Lue Bena-Marie, Nielsen Flemming Seier, Magnussen Thomas, Schou Hanne Mette, Kristensen Kim, Jacobsen Lene Orup, Müllertz Anette
Department of Pharmaceutics and Analytical Chemistry, The Danish University of Pharmaceutical Sciences, Copenhagen, Denmark.
Eur J Pharm Biopharm. 2008 Jun;69(2):648-57. doi: 10.1016/j.ejpb.2007.12.013. Epub 2007 Dec 25.
The usefulness of selected biorelevant dissolution media (BDM) to predict in vivo drug absorption was studied. Dissolution profiles of solid formulations of a poorly soluble model compound were compared in BDM simulating fasted and two levels of fed state. A non-physiologically relevant medium containing the cationic surfactant, cetrimide, was also investigated. All the media studied were capable of differentiating between the formulations employed, with formulation A consistently ranking high and formulations C and D ranking low. An in vivo dog study was carried out and an attempt was made to obtain a level A correlation between the plasma absorption curves and in vitro dissolution curves, using non-linear regression software. The in vitro-in vivo correlation (IVIVC) models developed indicated that fed state media (BDM 3) containing high levels of both bile salts (BS) and lipolysis products (LP) were best able to predict in vivo pharmacokinetic parameters (Cmax and AUC) with prediction errors lower than 10%. Overall, design and use of appropriate media for in vitro dissolution is extremely important. This study demonstrates the potential of physiologically relevant media containing both BS and LP for use in formulation and early drug development.
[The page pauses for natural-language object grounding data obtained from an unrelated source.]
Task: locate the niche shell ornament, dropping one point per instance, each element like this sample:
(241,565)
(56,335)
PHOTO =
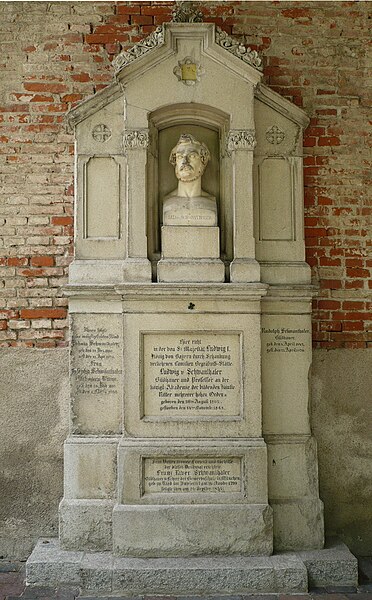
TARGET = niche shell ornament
(188,71)
(101,133)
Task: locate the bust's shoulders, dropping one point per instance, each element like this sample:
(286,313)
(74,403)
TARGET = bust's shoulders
(174,195)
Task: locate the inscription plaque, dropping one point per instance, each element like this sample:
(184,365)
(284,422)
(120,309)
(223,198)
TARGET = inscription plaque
(96,356)
(289,340)
(192,475)
(192,374)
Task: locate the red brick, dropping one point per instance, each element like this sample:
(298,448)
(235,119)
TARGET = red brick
(296,13)
(332,284)
(31,272)
(53,88)
(42,261)
(14,261)
(331,304)
(329,141)
(67,220)
(357,272)
(353,326)
(43,313)
(132,9)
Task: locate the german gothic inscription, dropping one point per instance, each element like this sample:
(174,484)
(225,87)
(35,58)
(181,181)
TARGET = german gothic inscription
(192,374)
(96,356)
(192,475)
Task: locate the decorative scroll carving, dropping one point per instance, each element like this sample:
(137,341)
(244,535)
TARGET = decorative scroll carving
(238,49)
(188,71)
(101,133)
(186,12)
(155,39)
(240,139)
(275,135)
(135,139)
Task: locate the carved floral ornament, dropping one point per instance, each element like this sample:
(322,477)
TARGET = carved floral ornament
(240,139)
(188,71)
(136,139)
(157,39)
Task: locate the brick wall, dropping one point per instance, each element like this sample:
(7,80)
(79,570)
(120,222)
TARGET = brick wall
(54,55)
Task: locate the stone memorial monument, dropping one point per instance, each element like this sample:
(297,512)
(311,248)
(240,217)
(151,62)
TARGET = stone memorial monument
(190,458)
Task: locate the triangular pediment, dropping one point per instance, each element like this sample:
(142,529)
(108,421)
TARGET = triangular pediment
(201,38)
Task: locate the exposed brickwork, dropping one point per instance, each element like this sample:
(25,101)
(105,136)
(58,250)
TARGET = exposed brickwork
(57,54)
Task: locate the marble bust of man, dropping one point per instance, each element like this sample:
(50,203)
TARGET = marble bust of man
(189,204)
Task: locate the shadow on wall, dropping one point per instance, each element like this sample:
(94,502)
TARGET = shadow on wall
(34,418)
(341,423)
(34,409)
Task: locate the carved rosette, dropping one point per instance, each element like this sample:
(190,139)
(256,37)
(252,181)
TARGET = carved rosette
(186,12)
(240,139)
(155,39)
(101,133)
(136,139)
(238,49)
(275,135)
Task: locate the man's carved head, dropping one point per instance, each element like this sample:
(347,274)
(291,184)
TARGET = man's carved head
(189,157)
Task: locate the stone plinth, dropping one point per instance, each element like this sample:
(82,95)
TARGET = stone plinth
(102,572)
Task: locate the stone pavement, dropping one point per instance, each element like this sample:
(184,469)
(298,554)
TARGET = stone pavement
(12,586)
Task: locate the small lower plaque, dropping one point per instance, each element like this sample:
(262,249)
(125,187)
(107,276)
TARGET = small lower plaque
(191,374)
(192,475)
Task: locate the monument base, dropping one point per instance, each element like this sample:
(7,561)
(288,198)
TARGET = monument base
(283,573)
(192,530)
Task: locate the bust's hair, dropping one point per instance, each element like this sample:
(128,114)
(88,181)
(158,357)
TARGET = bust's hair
(187,138)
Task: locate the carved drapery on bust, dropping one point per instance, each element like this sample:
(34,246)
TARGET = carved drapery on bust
(189,204)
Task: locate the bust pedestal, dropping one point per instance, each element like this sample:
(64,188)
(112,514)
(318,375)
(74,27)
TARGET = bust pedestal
(190,254)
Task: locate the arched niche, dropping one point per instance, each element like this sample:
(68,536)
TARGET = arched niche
(208,125)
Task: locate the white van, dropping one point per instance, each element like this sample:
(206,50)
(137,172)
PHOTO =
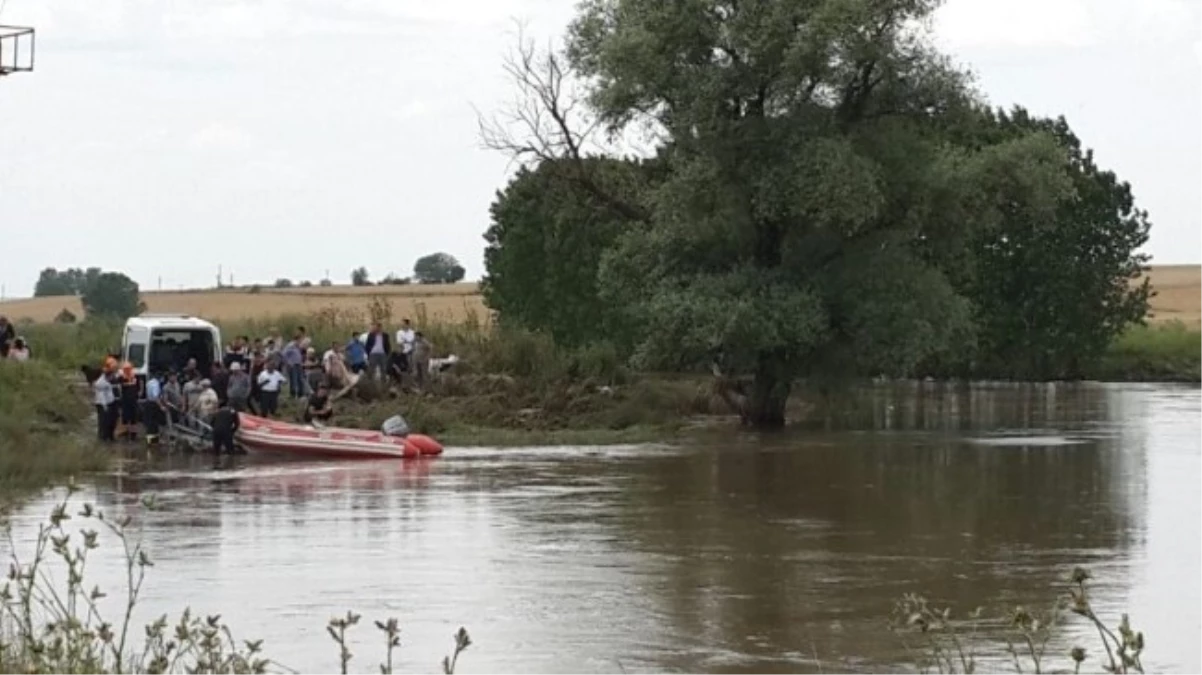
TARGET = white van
(158,342)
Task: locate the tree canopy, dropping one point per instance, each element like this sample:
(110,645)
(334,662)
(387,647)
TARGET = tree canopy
(832,198)
(438,268)
(112,296)
(71,281)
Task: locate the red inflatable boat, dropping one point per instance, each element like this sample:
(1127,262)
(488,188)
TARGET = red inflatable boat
(268,435)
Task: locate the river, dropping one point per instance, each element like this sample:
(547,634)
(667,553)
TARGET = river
(736,554)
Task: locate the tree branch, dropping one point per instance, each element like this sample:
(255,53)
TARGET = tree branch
(546,121)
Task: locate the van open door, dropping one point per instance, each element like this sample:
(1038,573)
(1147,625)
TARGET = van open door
(135,348)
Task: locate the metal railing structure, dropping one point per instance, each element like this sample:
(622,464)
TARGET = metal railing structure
(16,49)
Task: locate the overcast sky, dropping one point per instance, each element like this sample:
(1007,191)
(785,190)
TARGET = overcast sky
(289,137)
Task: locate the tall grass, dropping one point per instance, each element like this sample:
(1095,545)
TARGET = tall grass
(516,382)
(65,626)
(41,437)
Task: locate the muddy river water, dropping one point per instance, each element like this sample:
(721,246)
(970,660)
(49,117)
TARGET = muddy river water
(735,554)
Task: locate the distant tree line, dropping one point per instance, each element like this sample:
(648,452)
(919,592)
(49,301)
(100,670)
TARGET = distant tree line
(103,294)
(828,198)
(434,268)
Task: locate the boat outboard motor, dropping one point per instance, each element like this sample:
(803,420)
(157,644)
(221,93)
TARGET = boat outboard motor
(396,425)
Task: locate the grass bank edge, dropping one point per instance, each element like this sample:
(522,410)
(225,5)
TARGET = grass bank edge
(43,440)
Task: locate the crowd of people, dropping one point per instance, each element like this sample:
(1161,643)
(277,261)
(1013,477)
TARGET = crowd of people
(250,377)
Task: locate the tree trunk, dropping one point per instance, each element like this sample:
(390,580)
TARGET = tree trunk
(769,394)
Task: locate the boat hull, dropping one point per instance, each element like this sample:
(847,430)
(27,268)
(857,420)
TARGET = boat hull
(257,434)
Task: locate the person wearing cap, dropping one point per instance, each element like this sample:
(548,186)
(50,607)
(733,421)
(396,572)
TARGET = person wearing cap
(269,382)
(102,398)
(152,414)
(207,402)
(7,335)
(225,425)
(130,395)
(238,389)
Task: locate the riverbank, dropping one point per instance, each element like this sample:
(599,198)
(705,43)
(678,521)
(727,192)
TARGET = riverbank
(518,388)
(1164,352)
(501,411)
(42,438)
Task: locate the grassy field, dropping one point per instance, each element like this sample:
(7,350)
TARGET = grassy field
(1178,299)
(444,304)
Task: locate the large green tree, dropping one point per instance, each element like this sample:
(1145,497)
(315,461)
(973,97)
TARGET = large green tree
(438,268)
(543,248)
(1052,293)
(112,296)
(832,199)
(71,281)
(808,173)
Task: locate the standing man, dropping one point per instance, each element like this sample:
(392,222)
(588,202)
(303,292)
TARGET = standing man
(357,354)
(379,347)
(269,382)
(239,388)
(225,426)
(406,338)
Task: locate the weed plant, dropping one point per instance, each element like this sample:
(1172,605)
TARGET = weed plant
(51,626)
(938,643)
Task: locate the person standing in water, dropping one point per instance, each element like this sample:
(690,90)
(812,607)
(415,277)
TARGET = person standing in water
(225,426)
(102,398)
(131,393)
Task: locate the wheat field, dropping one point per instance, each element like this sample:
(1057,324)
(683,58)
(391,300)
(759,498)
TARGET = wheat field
(442,304)
(1178,298)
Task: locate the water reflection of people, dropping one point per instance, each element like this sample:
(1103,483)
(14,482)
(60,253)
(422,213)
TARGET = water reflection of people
(319,407)
(225,426)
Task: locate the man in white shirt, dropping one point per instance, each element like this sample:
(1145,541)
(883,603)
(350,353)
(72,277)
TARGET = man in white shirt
(269,382)
(405,338)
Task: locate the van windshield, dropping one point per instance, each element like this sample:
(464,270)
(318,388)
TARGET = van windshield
(171,348)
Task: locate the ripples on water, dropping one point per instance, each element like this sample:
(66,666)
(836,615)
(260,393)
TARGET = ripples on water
(735,555)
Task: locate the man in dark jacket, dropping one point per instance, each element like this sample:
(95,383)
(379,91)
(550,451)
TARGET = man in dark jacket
(225,425)
(379,346)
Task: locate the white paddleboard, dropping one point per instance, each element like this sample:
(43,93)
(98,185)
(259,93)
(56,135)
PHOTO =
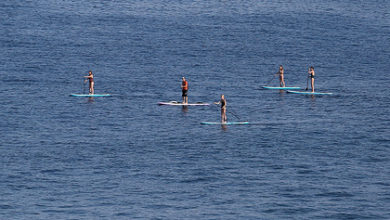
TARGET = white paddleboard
(175,103)
(89,95)
(310,93)
(280,88)
(225,123)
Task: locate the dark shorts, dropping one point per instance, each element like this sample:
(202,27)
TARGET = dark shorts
(184,93)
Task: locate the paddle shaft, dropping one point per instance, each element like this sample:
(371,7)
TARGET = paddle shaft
(307,83)
(231,111)
(271,80)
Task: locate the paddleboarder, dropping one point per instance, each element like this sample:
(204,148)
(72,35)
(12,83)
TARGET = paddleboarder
(223,103)
(311,76)
(91,83)
(184,90)
(281,76)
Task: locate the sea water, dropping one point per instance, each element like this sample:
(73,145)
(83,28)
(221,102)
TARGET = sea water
(125,157)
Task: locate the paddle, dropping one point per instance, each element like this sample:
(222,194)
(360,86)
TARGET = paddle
(83,92)
(307,83)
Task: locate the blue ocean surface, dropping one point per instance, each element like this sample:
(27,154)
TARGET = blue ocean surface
(125,157)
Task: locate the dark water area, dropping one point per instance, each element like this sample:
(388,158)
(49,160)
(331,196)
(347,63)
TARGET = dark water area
(125,157)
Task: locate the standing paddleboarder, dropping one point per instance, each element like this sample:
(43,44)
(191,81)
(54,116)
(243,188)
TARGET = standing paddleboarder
(184,90)
(91,83)
(281,76)
(311,76)
(223,103)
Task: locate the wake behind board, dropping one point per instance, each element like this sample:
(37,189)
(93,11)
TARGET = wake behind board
(280,88)
(90,95)
(174,103)
(225,123)
(310,93)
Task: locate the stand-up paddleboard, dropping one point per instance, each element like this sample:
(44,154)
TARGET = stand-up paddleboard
(89,95)
(175,103)
(225,123)
(281,88)
(310,93)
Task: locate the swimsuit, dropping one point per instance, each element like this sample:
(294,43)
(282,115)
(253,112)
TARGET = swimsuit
(184,88)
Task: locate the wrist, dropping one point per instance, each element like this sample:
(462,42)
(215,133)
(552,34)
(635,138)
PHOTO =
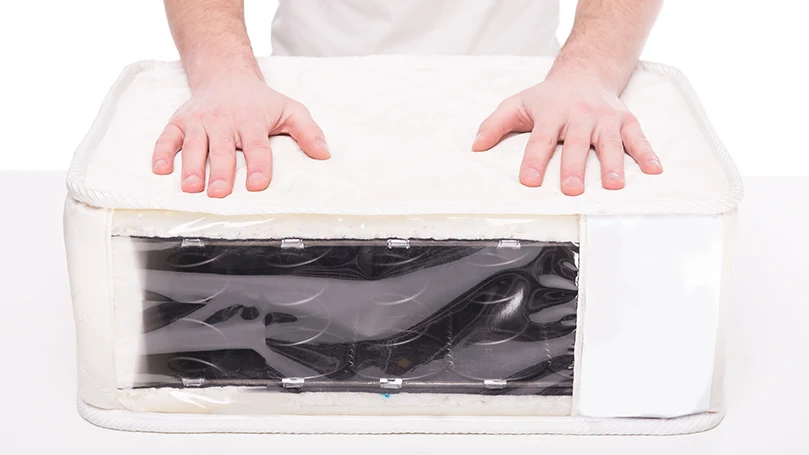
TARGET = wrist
(206,71)
(611,78)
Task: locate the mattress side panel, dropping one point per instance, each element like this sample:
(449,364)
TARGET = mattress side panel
(652,286)
(87,240)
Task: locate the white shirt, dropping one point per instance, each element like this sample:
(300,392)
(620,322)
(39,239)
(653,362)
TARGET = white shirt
(333,28)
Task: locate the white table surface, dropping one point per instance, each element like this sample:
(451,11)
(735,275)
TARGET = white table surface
(767,387)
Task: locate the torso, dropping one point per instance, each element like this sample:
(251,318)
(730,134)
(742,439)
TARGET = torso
(333,28)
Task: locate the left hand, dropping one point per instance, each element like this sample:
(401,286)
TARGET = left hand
(580,112)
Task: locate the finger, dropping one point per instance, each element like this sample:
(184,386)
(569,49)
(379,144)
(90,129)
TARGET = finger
(538,152)
(610,151)
(194,153)
(574,157)
(222,157)
(507,118)
(255,143)
(166,148)
(639,148)
(300,125)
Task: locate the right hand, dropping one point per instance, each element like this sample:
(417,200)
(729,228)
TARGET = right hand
(228,113)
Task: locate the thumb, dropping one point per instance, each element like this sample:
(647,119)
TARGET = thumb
(507,118)
(306,132)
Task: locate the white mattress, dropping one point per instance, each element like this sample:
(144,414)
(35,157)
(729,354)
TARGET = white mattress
(652,258)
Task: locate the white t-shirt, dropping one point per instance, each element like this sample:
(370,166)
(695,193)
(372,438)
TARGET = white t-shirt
(333,28)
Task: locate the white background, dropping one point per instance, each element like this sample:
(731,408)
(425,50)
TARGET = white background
(747,61)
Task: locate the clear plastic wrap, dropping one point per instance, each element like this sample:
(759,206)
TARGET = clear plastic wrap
(385,316)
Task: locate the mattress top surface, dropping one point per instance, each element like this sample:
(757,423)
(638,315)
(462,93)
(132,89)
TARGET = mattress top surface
(400,131)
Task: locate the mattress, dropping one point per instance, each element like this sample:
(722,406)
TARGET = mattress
(407,284)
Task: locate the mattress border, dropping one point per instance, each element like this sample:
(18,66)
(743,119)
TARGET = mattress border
(99,197)
(122,420)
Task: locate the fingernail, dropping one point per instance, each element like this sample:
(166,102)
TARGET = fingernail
(573,182)
(530,175)
(256,178)
(218,184)
(192,180)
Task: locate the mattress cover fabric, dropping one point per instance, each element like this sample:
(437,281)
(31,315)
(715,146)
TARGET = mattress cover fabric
(400,131)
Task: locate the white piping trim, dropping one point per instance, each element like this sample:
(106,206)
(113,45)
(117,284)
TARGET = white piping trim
(280,424)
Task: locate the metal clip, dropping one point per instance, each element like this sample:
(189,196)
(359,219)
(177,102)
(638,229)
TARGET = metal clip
(495,384)
(292,383)
(193,382)
(192,243)
(391,383)
(513,244)
(292,243)
(398,243)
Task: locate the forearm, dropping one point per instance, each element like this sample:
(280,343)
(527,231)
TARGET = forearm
(211,38)
(606,41)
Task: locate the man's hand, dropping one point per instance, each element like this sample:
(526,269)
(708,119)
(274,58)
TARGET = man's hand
(578,101)
(581,113)
(236,111)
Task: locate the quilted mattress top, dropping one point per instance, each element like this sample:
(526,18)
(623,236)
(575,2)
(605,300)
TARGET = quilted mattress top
(400,131)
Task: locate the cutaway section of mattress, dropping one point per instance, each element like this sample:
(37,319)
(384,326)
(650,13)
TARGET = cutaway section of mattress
(318,326)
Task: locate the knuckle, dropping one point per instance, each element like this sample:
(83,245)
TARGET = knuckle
(542,140)
(611,145)
(297,108)
(583,108)
(256,145)
(642,145)
(192,144)
(577,143)
(629,118)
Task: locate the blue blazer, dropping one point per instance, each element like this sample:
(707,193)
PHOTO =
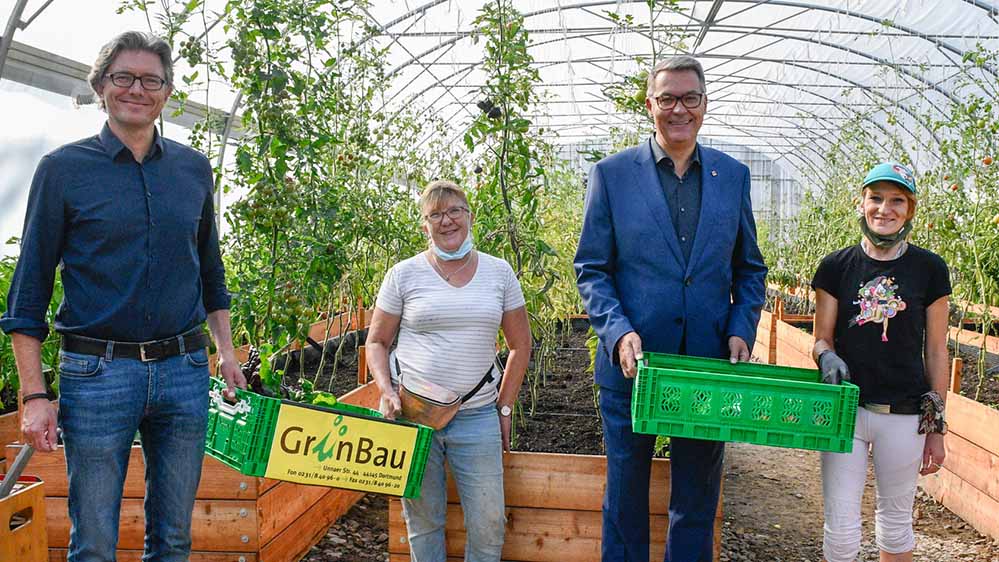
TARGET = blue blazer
(631,273)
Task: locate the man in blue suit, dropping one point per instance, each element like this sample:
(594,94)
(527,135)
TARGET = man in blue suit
(667,261)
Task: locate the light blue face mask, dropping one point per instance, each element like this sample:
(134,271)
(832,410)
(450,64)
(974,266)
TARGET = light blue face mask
(458,254)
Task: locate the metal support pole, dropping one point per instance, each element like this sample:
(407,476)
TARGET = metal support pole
(225,140)
(8,32)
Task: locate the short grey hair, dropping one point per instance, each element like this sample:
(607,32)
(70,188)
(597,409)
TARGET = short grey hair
(676,64)
(130,41)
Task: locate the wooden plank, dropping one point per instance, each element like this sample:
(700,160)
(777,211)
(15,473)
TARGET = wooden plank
(366,396)
(973,464)
(362,366)
(968,502)
(794,347)
(973,421)
(59,555)
(25,542)
(296,540)
(218,481)
(955,374)
(762,345)
(536,535)
(218,525)
(561,481)
(280,506)
(975,339)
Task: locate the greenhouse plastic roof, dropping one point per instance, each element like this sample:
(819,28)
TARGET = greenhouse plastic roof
(783,76)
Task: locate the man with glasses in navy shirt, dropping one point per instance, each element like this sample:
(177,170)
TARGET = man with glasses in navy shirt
(127,217)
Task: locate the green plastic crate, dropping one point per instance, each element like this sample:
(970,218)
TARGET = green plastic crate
(713,399)
(240,435)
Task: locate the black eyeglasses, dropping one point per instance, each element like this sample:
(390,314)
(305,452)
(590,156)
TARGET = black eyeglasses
(690,101)
(454,213)
(126,79)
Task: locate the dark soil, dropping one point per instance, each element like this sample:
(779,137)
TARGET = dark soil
(772,496)
(557,411)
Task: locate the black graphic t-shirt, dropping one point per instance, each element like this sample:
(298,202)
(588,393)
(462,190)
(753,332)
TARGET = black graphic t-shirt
(881,317)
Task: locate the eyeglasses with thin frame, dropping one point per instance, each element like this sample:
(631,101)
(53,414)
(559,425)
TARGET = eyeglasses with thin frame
(454,213)
(149,82)
(690,100)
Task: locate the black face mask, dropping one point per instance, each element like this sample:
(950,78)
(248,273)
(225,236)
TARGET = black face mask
(885,241)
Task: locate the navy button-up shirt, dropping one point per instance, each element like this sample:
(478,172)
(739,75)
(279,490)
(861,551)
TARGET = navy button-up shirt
(137,243)
(683,194)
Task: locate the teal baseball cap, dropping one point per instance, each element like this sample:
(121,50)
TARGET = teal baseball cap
(893,172)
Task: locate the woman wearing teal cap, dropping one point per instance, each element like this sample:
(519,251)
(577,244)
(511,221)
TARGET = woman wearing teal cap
(881,322)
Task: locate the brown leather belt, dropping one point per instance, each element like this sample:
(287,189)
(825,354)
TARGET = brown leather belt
(143,351)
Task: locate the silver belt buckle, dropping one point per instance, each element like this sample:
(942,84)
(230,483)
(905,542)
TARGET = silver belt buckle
(142,352)
(878,408)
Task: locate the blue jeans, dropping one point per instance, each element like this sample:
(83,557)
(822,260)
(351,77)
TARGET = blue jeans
(102,404)
(695,477)
(473,449)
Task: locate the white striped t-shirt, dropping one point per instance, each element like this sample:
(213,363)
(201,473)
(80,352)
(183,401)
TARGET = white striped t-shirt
(447,335)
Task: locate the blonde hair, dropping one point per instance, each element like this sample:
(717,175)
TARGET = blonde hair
(439,191)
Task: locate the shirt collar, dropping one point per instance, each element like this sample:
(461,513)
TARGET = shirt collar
(658,153)
(113,145)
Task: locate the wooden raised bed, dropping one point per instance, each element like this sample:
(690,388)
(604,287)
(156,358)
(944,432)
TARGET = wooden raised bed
(553,510)
(236,518)
(968,482)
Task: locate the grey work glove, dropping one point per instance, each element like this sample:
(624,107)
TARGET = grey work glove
(834,369)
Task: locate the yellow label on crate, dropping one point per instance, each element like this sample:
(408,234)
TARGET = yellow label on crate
(331,449)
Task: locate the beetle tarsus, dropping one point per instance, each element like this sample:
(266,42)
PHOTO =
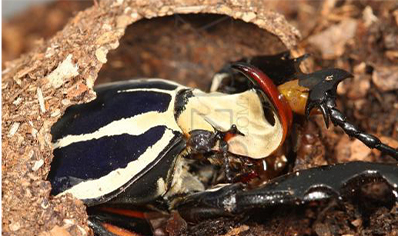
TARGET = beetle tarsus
(369,140)
(294,188)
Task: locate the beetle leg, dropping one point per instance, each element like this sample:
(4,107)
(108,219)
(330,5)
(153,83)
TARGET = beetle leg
(339,119)
(322,95)
(320,183)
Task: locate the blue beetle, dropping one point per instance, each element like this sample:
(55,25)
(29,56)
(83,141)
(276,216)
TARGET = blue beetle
(129,145)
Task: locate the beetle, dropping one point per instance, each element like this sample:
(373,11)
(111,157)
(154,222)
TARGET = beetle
(131,144)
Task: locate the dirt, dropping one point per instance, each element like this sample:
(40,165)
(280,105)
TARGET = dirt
(358,36)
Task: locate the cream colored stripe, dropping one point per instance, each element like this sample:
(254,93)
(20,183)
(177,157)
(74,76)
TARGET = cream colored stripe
(136,125)
(99,187)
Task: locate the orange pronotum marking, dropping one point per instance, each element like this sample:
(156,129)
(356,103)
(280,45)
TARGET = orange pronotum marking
(267,85)
(124,212)
(118,231)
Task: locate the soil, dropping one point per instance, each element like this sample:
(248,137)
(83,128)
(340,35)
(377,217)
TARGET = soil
(358,36)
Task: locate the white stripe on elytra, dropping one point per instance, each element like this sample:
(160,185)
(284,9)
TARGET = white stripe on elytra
(116,179)
(136,125)
(170,92)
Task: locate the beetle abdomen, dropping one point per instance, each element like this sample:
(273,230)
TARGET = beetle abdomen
(103,147)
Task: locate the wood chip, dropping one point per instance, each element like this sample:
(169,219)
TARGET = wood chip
(65,70)
(41,100)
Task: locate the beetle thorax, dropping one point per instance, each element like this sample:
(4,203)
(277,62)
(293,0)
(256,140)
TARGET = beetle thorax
(219,111)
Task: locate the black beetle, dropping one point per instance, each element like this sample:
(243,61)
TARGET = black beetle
(128,146)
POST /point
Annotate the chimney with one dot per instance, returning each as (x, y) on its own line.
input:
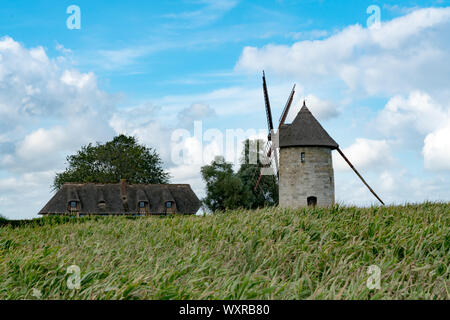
(123, 192)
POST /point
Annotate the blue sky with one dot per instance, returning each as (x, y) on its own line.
(149, 68)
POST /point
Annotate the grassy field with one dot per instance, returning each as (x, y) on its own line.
(264, 254)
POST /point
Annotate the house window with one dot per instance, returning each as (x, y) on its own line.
(312, 201)
(73, 207)
(170, 207)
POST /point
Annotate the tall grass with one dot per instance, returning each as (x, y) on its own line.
(263, 254)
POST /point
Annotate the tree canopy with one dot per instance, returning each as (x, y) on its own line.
(120, 158)
(226, 189)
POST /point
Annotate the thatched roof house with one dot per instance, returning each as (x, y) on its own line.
(122, 199)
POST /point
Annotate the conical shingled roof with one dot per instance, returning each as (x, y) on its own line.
(305, 131)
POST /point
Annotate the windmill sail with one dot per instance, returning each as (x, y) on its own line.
(272, 145)
(268, 109)
(287, 107)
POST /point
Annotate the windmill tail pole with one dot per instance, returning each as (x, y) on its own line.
(362, 179)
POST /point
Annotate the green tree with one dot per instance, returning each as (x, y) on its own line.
(251, 163)
(121, 158)
(224, 190)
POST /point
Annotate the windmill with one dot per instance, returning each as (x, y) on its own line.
(302, 158)
(271, 149)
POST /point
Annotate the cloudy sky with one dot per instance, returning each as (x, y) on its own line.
(153, 68)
研究了选定的生物相关溶出介质(BDM)预测体内药物吸收的有效性。在模拟禁食和两种进食状态水平的BDM中比较了难溶性模型化合物固体剂型的溶出曲线。还研究了一种含有阳离子表面活性剂西曲溴铵的非生理相关介质。所研究的所有介质都能够区分所用的剂型,其中制剂A始终排名靠前,制剂C和D排名靠后。进行了一项体内犬类研究,并尝试使用非线性回归软件在血浆吸收曲线和体外溶出曲线之间获得A级相关性。所建立的体外-体内相关性(IVIVC)模型表明,含有高水平胆汁盐(BS)和脂解产物(LP)的进食状态介质(BDM 3)最能预测体内药代动力学参数(Cmax和AUC),预测误差低于10%。总体而言,设计和使用合适的体外溶出介质极其重要。本研究证明了含有BS和LP的生理相关介质在制剂和早期药物开发中的应用潜力。